Chinese manufacturing keeps sliding

There’s no way to put a smiley face on the latest factory data from China.

The preliminary Caixin China Purchasing Managers’ Index continued to weaken in September for its sharpest contraction in 78 months. September’s index fell to 47 from the sector’s final PMI reading for August of 47.3. Any reading above 50 points to business growth, while anything below 50 signifies contraction.

The bearish signal from China’s factory sector caused Asian stocks to post their biggest single-day fall in a month on Wednesday. The Shanghai Composite Index fell 2.16%. A deeper China downturn is fueling fears that the global economy is losing steam.

Caixin said the index components also showed that manufacturing output also decreased in September at the fastest rate seen in 78 months. New orders fell more sharply month-on-month in September than between July and August, and manufacturers continued to shed workers. Both input and output prices continued falling, indicating a lack of momentum for inflation.

“The principle reason for the weakening of manufacturing is tied to previous changes in factors related to external demand and prices,” said Dr. He Fan, chief economist and director of research at Caixin Insight Group, a financial data and analysis platform that complements Caixin Media’s news services.

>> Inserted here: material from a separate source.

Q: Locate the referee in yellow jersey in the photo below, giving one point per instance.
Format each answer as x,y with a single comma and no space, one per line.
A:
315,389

But Fan points to hopeful signs that government stimulus measures are taking hold. “Fiscal expenditures surged in August, pointing to stronger government efforts on the fiscal policy front,” he said. “Patience may be needed for policies designed to promote stabilization to demonstrate their effectiveness.”

China devalued its currency last month to boost exports and growth. The central bank also cut interest rates for the fifth time since November. Asia Unhedged thinks regulators need to do more — much more to get the Chinese economy back on track.

The final PMI for September will be released on October 1.